UK Gas Prices Rocketing… Implications
UK natural gas prices are very strong this month, with 1-month forward up 16.3%. The system continues to remain tight due to volatility in Norwegian flows with the ongoing maintenance season as well as weak inflows from LNG terminals. Moreover, maintenance at Qatar LNG and theNorth Sea also help the prices.
Qatargas are taking their 3 largest LNG trains down for 2 weeks each between September and mid November. Will disrupt UK LNG supplies, which are nearly all uncontracted from Qatar, at the same time as Statoil was putting the Troll field (31BCM per annum) into maintenance through September (3 to 10 days).
The key implication for the market has been a massive rally in the stocks most exposed to electricity prices in the UK, as power is driven by gas at the margin. As such, Drax and International Power have seen a re-rating as clean dark spreads have shot to 18 month highs.High UK Gas prices are also very positive for North Sea producers, from Centrica to smaller E&Ps including Premier or Tullow. But most importantly, high UK gas prices mean a very strong environment for LNG companies, that can sell cargoes anywhere in the world at the highest price. BG Group, Shell are expected to contiinue to generate record profits on LNG trading and achieving LNG prices that range from $9/MMBTU in UK to $12/MMBTU in Asia.

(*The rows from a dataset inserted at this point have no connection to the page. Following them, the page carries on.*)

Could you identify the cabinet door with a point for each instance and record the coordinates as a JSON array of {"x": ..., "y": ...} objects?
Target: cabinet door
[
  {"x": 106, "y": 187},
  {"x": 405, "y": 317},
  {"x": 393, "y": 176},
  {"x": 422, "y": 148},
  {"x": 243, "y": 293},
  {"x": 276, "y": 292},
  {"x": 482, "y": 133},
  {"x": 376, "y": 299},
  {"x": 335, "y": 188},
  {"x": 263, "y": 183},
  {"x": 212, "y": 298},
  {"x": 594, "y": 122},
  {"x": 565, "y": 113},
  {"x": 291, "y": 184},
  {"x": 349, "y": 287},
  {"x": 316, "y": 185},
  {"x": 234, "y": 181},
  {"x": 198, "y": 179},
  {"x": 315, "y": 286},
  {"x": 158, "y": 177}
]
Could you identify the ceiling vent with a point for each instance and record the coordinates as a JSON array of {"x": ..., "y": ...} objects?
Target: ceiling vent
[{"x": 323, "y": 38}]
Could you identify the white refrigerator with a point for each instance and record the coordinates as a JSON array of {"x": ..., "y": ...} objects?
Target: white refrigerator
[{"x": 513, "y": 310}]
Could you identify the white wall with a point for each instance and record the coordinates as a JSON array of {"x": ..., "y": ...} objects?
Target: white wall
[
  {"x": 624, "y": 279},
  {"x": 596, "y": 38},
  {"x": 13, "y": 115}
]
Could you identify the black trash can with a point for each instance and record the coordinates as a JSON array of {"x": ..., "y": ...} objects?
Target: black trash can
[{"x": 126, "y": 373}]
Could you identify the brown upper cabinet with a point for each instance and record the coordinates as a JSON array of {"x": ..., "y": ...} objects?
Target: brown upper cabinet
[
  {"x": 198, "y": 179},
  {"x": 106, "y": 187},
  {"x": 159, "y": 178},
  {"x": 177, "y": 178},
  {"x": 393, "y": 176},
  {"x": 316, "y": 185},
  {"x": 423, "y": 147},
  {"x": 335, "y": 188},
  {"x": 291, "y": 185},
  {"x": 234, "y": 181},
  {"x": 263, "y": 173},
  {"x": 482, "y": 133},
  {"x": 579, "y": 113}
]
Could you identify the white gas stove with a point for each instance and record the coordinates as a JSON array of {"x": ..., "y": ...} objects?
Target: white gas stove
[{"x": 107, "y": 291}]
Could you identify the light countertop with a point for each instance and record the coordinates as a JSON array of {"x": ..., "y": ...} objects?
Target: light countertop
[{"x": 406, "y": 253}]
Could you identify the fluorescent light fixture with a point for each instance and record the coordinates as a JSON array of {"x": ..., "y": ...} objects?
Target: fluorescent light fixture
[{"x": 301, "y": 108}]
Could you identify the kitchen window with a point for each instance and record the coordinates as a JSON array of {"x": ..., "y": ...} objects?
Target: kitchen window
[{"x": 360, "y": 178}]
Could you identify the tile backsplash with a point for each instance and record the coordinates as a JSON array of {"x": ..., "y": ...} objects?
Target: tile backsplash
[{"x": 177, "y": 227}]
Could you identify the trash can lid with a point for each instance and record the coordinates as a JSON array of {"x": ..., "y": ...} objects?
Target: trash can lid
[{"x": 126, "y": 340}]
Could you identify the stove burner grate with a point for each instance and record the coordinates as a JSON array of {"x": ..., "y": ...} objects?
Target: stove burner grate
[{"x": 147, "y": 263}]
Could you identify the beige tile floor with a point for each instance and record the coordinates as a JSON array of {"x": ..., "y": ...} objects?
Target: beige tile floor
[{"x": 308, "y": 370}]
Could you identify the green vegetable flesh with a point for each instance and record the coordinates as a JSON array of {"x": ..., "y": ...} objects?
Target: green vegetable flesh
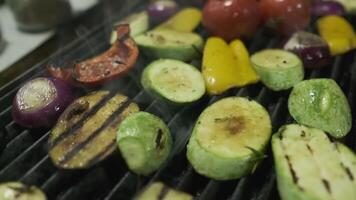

The final clear implication is that rocketing gas prices in Europe obliterate the possibilities of Euro consumers to achieve a positive negotiaion of their oil-linked contracts with Gazprom and Statoil. As spot gas prices shoot above the long term gas contracted price (difference now is barely $0.5/MMBTU) it is unlikely to see a benevolent attitude from producers to reduce the price of the long-term contract barely a couple of months ahead of winter.